Extracellular matrix properties regulates the phenotypic and genetic features of human epidermal keratinocytes

Keratinocytes, like most other cells, are sensitive to their physicochemical conditions of their microenvironment, being able to sense and respond to different rigidity as well as ECM (extracellular matrix) protein type. In this study, we investigated that how ECM protein type and rigidity regulate keratinocyte. To investigate the effects of ECM protein, normal human epidermal keratinocytes (NHEKs) were cultured on three different ECM (LN, FN, COL) coated glass for 13days. Keratinocytes undergo noticeable changes in the morphology and exhibit mesenchymal features typically observed in fibroblast on FN or COL coated glass.
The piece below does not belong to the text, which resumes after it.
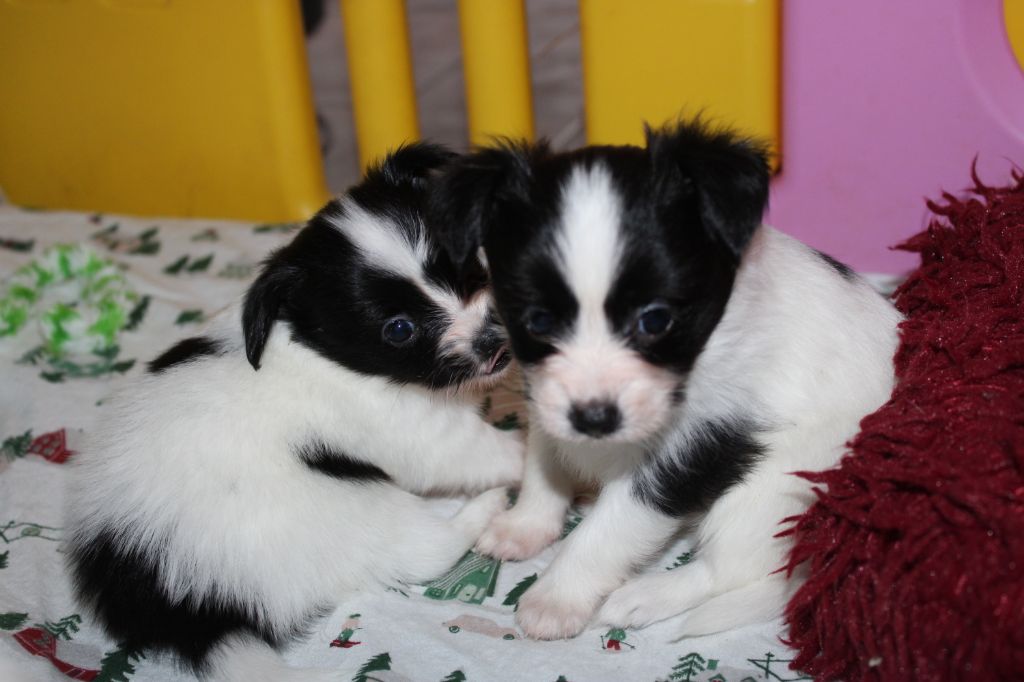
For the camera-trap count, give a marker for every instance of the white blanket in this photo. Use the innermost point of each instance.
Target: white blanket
(459, 628)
Real time PCR results showed that NHEKs on FN or COL coated glass showed mesenchymal features indicated by relative up‐and down‐regulation of vimentin and E‐cadherin, respectively. To investigate the applicability on therapeutic, NHEKs were cultured on three different ECM coated PDMS, biocompatible material. Keratinocyte on PDMS showed more mesenchymal features compared to ones cultured on glass. Phenotypic and genetic changes were observed in FN or COL coated PDMS cultured cells compared to LN coating. Considering the transition of keratinocyte from epithelial to mesenchymal feature occur during re‐epithelialization of wound healing, our results suggest that silicon including FN or COL plays a central role in wound repair and skin therapy.